At this point, reasonable suspicion has been elevated to probable cause since they went from resembling the physical description of the suspect to being in possession of stolen property.
Or, the officer can detain someone until an employee at the store arrives and makes a positive identification or says they are not the person who stole from the business, or for law enforcement to transport them back to the location for an identification.
If the worker makes a positive identification, this will elevate the matter based on evidence they were most likely the person who stole from the store, establishing probable cause for detainment to lead to arrest.6
Law enforcement can only hold the person until they are able to establish the identity of the person and get enough evidence to establish probable cause or rule them out as a suspect but the amount of time can vary from state to state.
When the encounter ends with law enforcement letting the person leave without giving them a ticket, citation or summons, the only record of the encounter will be the police report.
If the encounter results in the person being arrested, the record of arrest also becomes public record, and the person is afforded the right to call a family member, attorney or bail bondsman to help with their release.
Additionally, if someone has been arrested after being detained, a friend or family member can call the local police department or jail to see if the individual is being housed in that facility or find out why they were arrested.
Each state has some sort of public records act which makes police reports when a person is detained, such as a traffic stop, public as well even when charges are not filed.
The only exceptions to police reports being public record is when they are part of a large investigation that has not been resolved in court and release of the record can compromise the investigation, or when it involves protected health information such as transporting someone to a treatment facility or hospital.
In short, police reports of people being detained are considered public record and a person can find out someone was detained by police by submitting a records request to the local police department or sheriff’s office that handled the matter.
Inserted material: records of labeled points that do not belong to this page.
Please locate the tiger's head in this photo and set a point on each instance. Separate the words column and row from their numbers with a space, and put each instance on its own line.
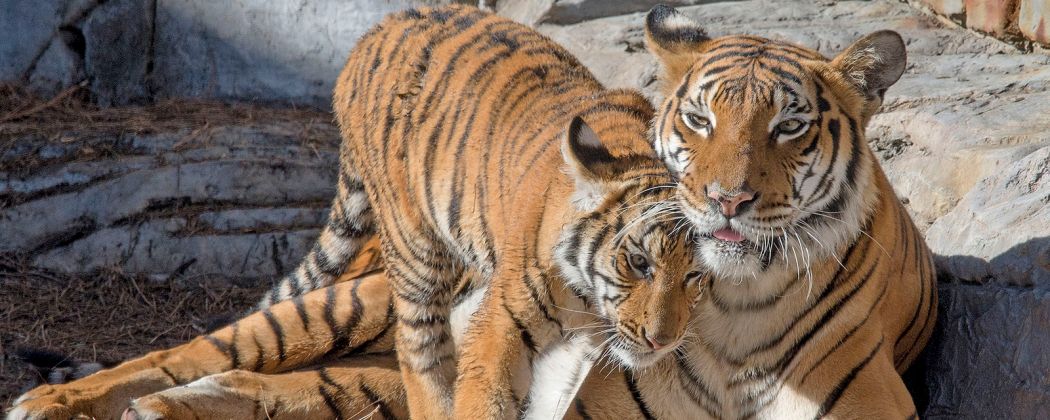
column 767, row 142
column 628, row 253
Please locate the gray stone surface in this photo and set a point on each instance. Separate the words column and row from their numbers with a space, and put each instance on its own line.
column 258, row 49
column 26, row 27
column 58, row 67
column 118, row 54
column 235, row 202
column 965, row 111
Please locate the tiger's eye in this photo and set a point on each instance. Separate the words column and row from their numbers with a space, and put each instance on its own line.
column 790, row 126
column 639, row 263
column 696, row 122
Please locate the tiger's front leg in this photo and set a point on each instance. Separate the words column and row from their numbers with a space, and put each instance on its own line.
column 509, row 338
column 361, row 386
column 353, row 316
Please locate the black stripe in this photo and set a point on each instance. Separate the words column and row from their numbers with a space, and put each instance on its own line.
column 376, row 401
column 170, row 376
column 278, row 333
column 836, row 393
column 300, row 309
column 581, row 410
column 525, row 335
column 632, row 385
column 330, row 402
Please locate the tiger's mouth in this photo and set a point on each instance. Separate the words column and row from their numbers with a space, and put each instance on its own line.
column 729, row 239
column 634, row 355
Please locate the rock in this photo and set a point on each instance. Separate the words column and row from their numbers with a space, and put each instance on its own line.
column 26, row 27
column 947, row 7
column 117, row 57
column 258, row 49
column 1003, row 225
column 1033, row 20
column 990, row 16
column 59, row 67
column 987, row 359
column 228, row 201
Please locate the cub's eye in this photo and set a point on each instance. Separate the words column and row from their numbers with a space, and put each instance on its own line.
column 696, row 122
column 789, row 127
column 641, row 264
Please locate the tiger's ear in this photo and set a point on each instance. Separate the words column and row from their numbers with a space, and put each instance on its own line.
column 590, row 164
column 873, row 64
column 674, row 39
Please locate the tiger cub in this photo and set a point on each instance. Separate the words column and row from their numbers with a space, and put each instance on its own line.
column 467, row 133
column 502, row 180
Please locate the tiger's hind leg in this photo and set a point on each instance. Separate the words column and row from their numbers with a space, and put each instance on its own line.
column 349, row 317
column 422, row 288
column 361, row 386
column 344, row 239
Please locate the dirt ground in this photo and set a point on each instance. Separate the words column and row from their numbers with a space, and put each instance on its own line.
column 105, row 317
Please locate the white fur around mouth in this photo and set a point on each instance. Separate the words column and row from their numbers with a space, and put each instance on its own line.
column 633, row 358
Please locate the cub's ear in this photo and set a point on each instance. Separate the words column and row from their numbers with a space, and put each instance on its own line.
column 674, row 39
column 590, row 164
column 874, row 63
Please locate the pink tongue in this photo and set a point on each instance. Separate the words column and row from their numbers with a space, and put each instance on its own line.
column 729, row 234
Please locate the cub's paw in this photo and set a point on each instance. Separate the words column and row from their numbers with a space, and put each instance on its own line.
column 96, row 396
column 228, row 395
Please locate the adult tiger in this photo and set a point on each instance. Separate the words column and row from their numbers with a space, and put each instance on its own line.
column 466, row 133
column 823, row 290
column 826, row 353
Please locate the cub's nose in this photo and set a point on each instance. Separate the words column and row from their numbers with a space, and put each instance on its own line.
column 658, row 341
column 731, row 205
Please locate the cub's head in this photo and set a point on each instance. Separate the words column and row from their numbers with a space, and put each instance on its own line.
column 629, row 253
column 767, row 141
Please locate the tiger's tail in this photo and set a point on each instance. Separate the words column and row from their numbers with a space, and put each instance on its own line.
column 351, row 225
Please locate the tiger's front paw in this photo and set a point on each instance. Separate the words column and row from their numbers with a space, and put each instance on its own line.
column 223, row 396
column 92, row 397
column 48, row 402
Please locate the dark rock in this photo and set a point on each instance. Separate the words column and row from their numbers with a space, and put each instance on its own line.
column 58, row 68
column 988, row 357
column 118, row 36
column 26, row 27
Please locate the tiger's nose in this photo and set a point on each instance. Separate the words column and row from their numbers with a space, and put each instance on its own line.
column 730, row 204
column 657, row 341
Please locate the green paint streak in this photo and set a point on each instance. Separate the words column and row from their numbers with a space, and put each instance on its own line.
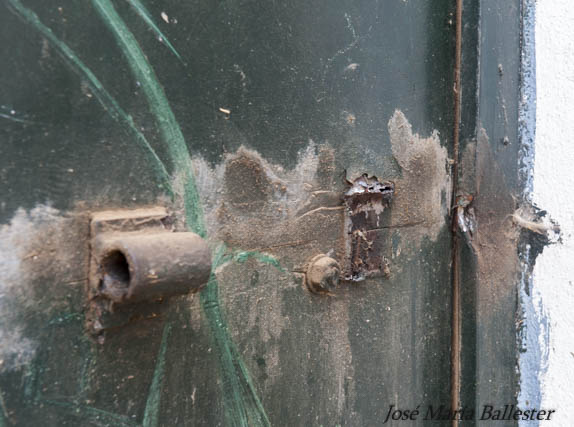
column 93, row 415
column 184, row 180
column 151, row 414
column 101, row 94
column 146, row 16
column 65, row 317
column 242, row 256
column 242, row 405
This does not mean, however, that the existence of a detainment record can be used against a person.
Arrests and convictions can have a negative impact on a person’s life when applying for employment, housing, or licensing background checks worry of detainment showing can cause undue distress.
The police report detailing the encounter is a public record that can be accessed through the records department at the agency where the officer works; however, the good news is police reports typically do not appear on background checks unless being detained led to enough probable cause to cause the person’s arrest and later conviction.
To be more specific, simply being detained will not appear on screenings such as level 1 background checks which are name-based and are primarily concerned with criminal convictions rather than non-convictions or pending matters.
These are the most common type of background checks for housing or employment purposes, so the record of being detained should have little to no impact on this type of background check.
Incidents of being taken into protective custody will also not show up on a background check since they may contain information about medical or mental health conditions that are protected by law from disclosure.
Release of information on a background check is subject to the state and federal laws surrounding arrest and criminal records which includes police reports that result in non-convictions such as being detained but not charged. For example, Fair Credit Report Act regulations prohibit release information on non-convictions that are more than seven years old which includes investigatory stops that did not result in charges or convictions.
If a person has been detained and is subsequently charged with an offense either while being questioned by the police or at a later date, the pending charge will appear on a background check.
The best way to see if being detained will show up on a background check is to run a personal screening through the your local or state law enforcement agency, or third-party providers.
Some state agencies or courts also allow people to run a free criminal background check on themselves online or at the local courthouse and is another way to see if being detained shows up on the public records search.
This will allow someone to see if that traffic stop or that time law enforcement stopped them on the street to ask them questions shows up on a report through the official state agency that provides screenings or commercial background check sites that provide screenings.
In addition to rights surrounding background checks, it is necessary for a person to know their rights when they are detained to make sure they do incriminate themselves.
Another point to consider is what happens when a person is subject to a citizen’s arrest. Simply put, a citizen’s arrest occurs when a private citizen, not a sworn law enforcement officer, takes a person into custody or detains them after witnessing them commit a crime.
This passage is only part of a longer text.